5.3 - Marginal and Conditional Odds Ratios

Printer-friendly versionPrinter-friendly version

Marginal Odds Ratios

Marginal odds ratios are odds ratios between two variables in the marginal table, and can be used to test for marginal independence between two variables while ignoring the third. For example, for AC margin, μi + k, where μ denotes expected counts, the "marginal odds ratio" is:

\(\theta_{AC}=\dfrac{\mu_{1+1}\mu_{2+2}}{\mu_{1+2}\mu_{2+1}}\)

or, sample (observed) marginal odds-ratio for our running death example is:

\(\hat{\theta}_{AC}=\dfrac{19\times 149}{141\times 17}=1.18\)

The odds of death penalty for a white defendant are 1.18 times as high as they are for a black defendant. But is this value statistically significant?

Conditional Odds Ratios

Conditional odds ratios are odds ratios between two variables for fixed levels of the third variable, and can test for conditional independence of two variables given the third. For example, for the fixed levels of B, estimated conditional AC association given the jth level of B is

\(\theta_{AC(j)}=\dfrac {\mu_{1j1}\mu_{2j2}}{\mu_{1j2}\mu_{2j1}}\)

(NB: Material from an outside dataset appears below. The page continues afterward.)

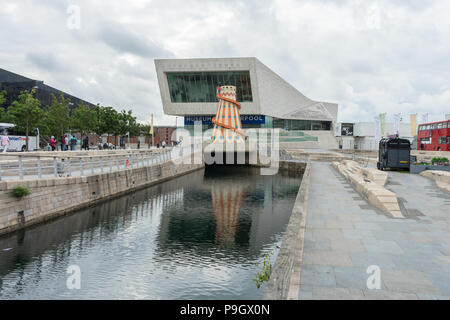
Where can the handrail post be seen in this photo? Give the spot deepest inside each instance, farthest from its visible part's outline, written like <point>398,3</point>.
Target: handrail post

These are computed using the partial tables, and are sometimes refer to as "partial associations". For example, sample (observed) conditional (partial) odds-ratios in our running death example are:

\(\hat{\theta}_{AC(B=white)}=\dfrac{19\times 52}{11\times 132}=0.68\)

\(\hat{\theta}_{AC(B=black)}=\dfrac{0\times 97}{9\times 6}=0\)

Recall, that when we have sampling zeros (i.e., zero counts), an ad hoc method to get an estimate of odds-ratios other than the zero is to add 0.5 to each cell value. In this example, the estimated odds-ratio of A and C for B=black would be: (0.5 × 97.5)/(9.5 × 6.5)= 0.79.

Discuss    How would you interpret these odds ratios?

We are calculating the odds ratios for the various partial tables of the larger table, and can use them to test the conditional independence of A and C given B. If θAC(j) ≠ 1 for at least one level of B (at least one j) we can say that variables A and C are conditionally associated. We will learn more about this, but for now let's utilize our knowledge of two-way tables to do some preliminary analysis.

Note: Marginal association can be very different from conditional association! That is, marginal and conditional odds ratios do NOT need to be equal. In fact, sometimes they may lead to quite the opposite conclusions!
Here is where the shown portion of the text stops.